Sa mort, initialement annoncée par le quotidien arabophone Ennahar a été "confirmée" de source gouvernementale."C'est le fils d'Ali Belhadj qui a été tué.Il y a eu identification par l'ADN" du corps du jeune homme, a déclaré à l'AFP un responsable qui a souhaité conserver l'anonymat.

Tous trois étaient "originaires d'Alger", l'un d'eux portait une ceinture d'explosifs et le véhicule se dirigeait vers Alger "vraisemblablement" pour y commettre un attentat, selon cette source.

La période du ramadan propice aux attentats

Depuis quelques jours, en prévision d'août, mois du ramadan propice aux attentats, les forces de sécurité ont multiplié les mesures de sécurité.

C'est ainsi que sur la route nationale N°5, entre Alger et la Kabylie (est) où opèrent nombre de groupes islamistes, de nombreux barrages militaires "arrêtent voiture après par voiture surtout en direction de la capitale, selon plusieurs témoins.

Selon l'éditeur d'Ennahar Mohamed Mokaddem, un expert en matière de questions sécuritaires, "de nombreux attentats ont été déjoués et au moins 15 terroristes préparant des attentats ont été arrêtés ces derniers temps".

Depuis le printemps, plusieurs attentats ont touché le nord-est de l'Algérie.Le plus spectaculaire a été une double explosion kamikaze le 16 juillet devant le commissariat de Bordj Menaïel.Revendiqué par Aqmi, il a fait 2 morts et 14 blessés.

Mais à Alger, il n'y a pas eu d'attentat suicide depuis l'explosion de deux voitures piégées 2007 contre le Conseil constitutionnel et le Haut commissariat pour les réfugiés de l'ONU (HCR).Revendiqués par Aqmi, ces deux attaques ont fait 41 morts, dont 17 employés de l'ONU, et 177 blessés.

Le chaos libyen menace pour la sécurité de l'Algérie

"On peut dire qu'il y a recrudescence de kamikazes" en Algérie, estime M. Mokaddem, soulignant que la situation est aujourd'hui différente "en raison du conflit libyen" et de la prolifération d'armes dans la région.
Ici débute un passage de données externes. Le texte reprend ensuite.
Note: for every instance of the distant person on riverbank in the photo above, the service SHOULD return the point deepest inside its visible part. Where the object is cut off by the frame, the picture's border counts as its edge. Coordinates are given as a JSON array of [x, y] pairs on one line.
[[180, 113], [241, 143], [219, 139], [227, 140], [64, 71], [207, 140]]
"Les explosifs découverts par les forces de sécurité durant leurs opérations anti-terroristes n'existent pas en Algérie", indique-t-il encore citant "des sources sûres".

Les autorités algériennes ont à plusieurs reprises exprimé leur inquiétude du chaos en Libye voisine -où les Kadhafistes restent depuis des mois aux prises avec une rébellion soutenue par l'Otan- et annoncé un renforcement significatif de la surveillance de leur frontière de plus d'un millier de kilomètres en plein Sahel.